Here are some very powerful reasons why you could consider this:
- Native grasses and insects have co-evolved over millenia and they need each other to survive.
- A healthy insect population means a healthy bird, amphibian, reptile and mammal population.
- A meadow of native grasses frees you from relentless mowing, fertilising and applying pesticides.
- Surrounding yourself with a healthy, diverse ecosystem will push back on the loss of precious habitat and the dramatic increase in threatened species currently threatening our biodiversity.
How to Start
It’s as easy as stop mowing, fertilising and applying herbicide. Think about the grass that is there, if there is already some native grasses growing naturally then just occasionally remove the weeds such as ehrharta, bidens, pigeon grass and paspalum. This will give the native grasses a chance to outcompete the weeds.
If you don’t know which are weeds then engage Wild Habitats, we can create one a wild meadow for you.
If you do not have any native grasses growing naturally then start with a small section at a time, pull up the exotic grass (probably buffalo) and replace with a native ground cover which belongs in your area. We can help you work out the correct native ground covers and grasses and source them from local native nurseries.
In my fire break on the edge of a National Park I was fortunate to have beautiful native plants growing near me. Very quickly I had a meadow of mostly native ground covers, Microlaena stipoides, Dichondra repens and Dianella caerulea.
Using the Atlas of Living Australian Explore your area I found that the Orchard Swallowtail and the Common Brown were butterflies in a 1km radius of my area.

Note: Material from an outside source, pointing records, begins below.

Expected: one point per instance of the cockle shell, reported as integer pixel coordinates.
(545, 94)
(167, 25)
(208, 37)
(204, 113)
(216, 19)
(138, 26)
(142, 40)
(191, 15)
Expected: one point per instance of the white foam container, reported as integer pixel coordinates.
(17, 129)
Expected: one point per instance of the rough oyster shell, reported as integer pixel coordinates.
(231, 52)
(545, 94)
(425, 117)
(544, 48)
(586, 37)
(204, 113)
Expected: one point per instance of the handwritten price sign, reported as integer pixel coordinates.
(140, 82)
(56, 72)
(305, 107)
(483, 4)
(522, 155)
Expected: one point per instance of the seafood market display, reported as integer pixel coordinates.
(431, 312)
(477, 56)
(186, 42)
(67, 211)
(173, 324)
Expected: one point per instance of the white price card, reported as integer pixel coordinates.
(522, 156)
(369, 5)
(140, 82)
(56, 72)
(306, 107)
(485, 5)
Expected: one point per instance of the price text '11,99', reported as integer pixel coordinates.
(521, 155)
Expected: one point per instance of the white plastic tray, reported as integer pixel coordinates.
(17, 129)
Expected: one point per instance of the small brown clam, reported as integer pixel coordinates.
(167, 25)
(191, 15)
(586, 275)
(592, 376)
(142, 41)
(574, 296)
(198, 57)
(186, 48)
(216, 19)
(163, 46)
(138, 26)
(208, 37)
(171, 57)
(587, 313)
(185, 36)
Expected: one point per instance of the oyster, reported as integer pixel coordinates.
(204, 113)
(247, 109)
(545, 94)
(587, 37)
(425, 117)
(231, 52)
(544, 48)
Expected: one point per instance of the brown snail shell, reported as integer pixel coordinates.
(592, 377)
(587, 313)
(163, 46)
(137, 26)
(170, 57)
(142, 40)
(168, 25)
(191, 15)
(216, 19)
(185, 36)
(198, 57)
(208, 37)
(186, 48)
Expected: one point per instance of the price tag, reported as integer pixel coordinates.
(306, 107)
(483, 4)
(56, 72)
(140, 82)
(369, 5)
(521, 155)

These resources are available from Australian Butterfly Conservation and they inspired me to create a meadow.
One of the host plants of the Common Brown Butterfly is Microlaena stipoides. This means that the butterfly will lay her eggs on the Microlaena so that the larvae can feed on it.
I did a bit of research and found that the host plants for its larvae include both native and *introduced grasses including Austrostipa species (spear grasses), *Agrostis capillaris (brown-top bent), *Brachypodium distachyon (false brome), *Bromus catharticus (prairie grass), *Cynodon dactylon (couch), *Ehrharta species including *E. erecta (panic veldt grass), *E. longiflora (annual veldt grass), Imperata cylindrica (blady or kunai grass), Microlaena stipoides var. stipoides (meadow rice-grass), *Pennisetum clandestinum (kikuyu), Poa spp (tussock grasses). But wait ehrharta is a common weed. The problem with the weeds is they are very aggressive plants and will quickly crowd out other grasses.
Both sexes of the Common Brown start emerging in mid-spring (the males slightly earlier), the females mate and then go into hiding (aestivate), and they continue to do so until the following early autumn, some four months away. Although fertile, they remain in a non-gravid state (eggs not developed) until the early autumn. Egg development and laying then commences, with the result that young larvae are assured of a good supply of young grass shoots stimulated by mid-autumn rains. Our native butterflies and grasses have co-evolved over millennia and so it is no surprise that Microlaena seeds begin to ripen in early December and depending on soil moisture conditions will continue to do so until late April or early May with the Common Brown laying their eggs in March and the larvae are looking for grasses in April and May.
Microlaena needs to regularly re-seed itself so it needs to be left to reach maturity so that it can develop a seedhead. – which causes the grass to arch or ‘bow’ over.
Mowing the grass will interfere with the complete life cycle of the butterflies but I also found I had another compelling reason not to mow.
Microleana will grow to 70cm but our meadow doesn’t really get much more than 30cm as it is being grazed regularly. Microlaena is a great source of protein and highly digestible. That is probably why we saw quite a few wallabies feeding on it in our meadow in the middle of the night.